Dopo aver pronunciato i “guai” rivolti a ricchi e gaudenti (Lc 6,24-26), Gesù imprime una brusca sterzata al suo discorso rivolgendosi a folle e discepoli che lo stanno ascoltando e indicando loro la “via altra”, che è anche la “via alta”, sublime e difficile, di chi è chiamato a essere “misericordioso come il Padre è misericordioso” (Lc 6,36). L’avversativa forte posta all’inizio del v. 27 (“Ma a voi che ascoltate io dico”, eco in realtà ben più forte del “ma io vi dico” del discorso della montagna di Matteo) dice l’alterità che il cristiano è chiamato a narrare nella sua vita. Questa alterità è la santità contenuta nella vocazione cristiana. Al cuore di tale santità-alterità vi è l’amore per il nemico: “Amate i vostri nemici” (Lc 6.27.35) è il comando che contiene in inclusione l’intero passo di Lc 6,27-35). Questo amore è di per sé un’avversativa mite e potentissima nei confronti del sentire e pensare mondano. Il nemico è specificato come colui che odia, maledice, maltratta ed esprime la sua inimicizia con la violenza fisica, con il furto, con la richiesta e la pretesa.

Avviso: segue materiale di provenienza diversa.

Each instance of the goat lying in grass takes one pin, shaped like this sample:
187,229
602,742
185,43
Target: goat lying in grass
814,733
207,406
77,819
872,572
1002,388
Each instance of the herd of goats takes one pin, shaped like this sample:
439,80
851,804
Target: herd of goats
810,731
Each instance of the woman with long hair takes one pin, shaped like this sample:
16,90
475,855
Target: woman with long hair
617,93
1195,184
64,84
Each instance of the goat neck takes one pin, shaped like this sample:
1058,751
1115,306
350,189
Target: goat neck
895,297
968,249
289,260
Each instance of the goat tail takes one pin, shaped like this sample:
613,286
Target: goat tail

Ovviamente l’inimicizia trova infiniti altri modi di esprimersi, ma l’indicazione che emerge dalle parole di Gesù è: si risponda facendo non-violenza. Non semplicemente con una risposta che non sia violenta, che dunque si sottragga alla specularità ripetitiva del gesto violento subito, ma con un’azione positiva di segno opposto. Così ci si mostra più forti della violenza subita e si passa dalla reazione all’azione: come si comporterà colui che odia e maltratta, che calunnia e pretende, al gesto positivo dell’offeso? Come reagirà di fronte a chi non lo riduce al suo gesto violento, non lo considera odio personificato, ma lo considera una persona e, in obbedienza alla regola d’oro (“Come volete che gli uomini facciano a voi, anche voi fatelo a loro”: Lc 6,31), gli fa il bene? Amando il nemico gli offro la libertà di essere una persona migliore, di emendarsi dalla violenza: gli dico che può amarsi.

Certo, il comando di amare il nemico ci immerge nella dimensione ossimorica della fede cristiana. Anzitutto rendendo l’amore oggetto di comando. È possibile comandare l’amore? Nella Bibbia il comando che Dio dà all’uomo non è solo “ordine”, ma anche rivelazione di una possibilità. Prima di dire “tu devi”, il comando dice “tu puoi”. Anzi, si fonda sul “tu puoi”. Dunque, mentre chiede fiducia in colui da cui viene il comando, sollecita anche fiducia in sé da parte di colui che tale comando riceve. Il comando può svegliare l’uomo a capacità, possibilità e risorse di cui egli non era cosciente. Anzi che egli nemmeno immaginava: e chi mai si sognerebbe di rispondere in modo benevolo, caritatevole e mite a chi l’offende, l’umilia, lo calunnia, gli fa il male?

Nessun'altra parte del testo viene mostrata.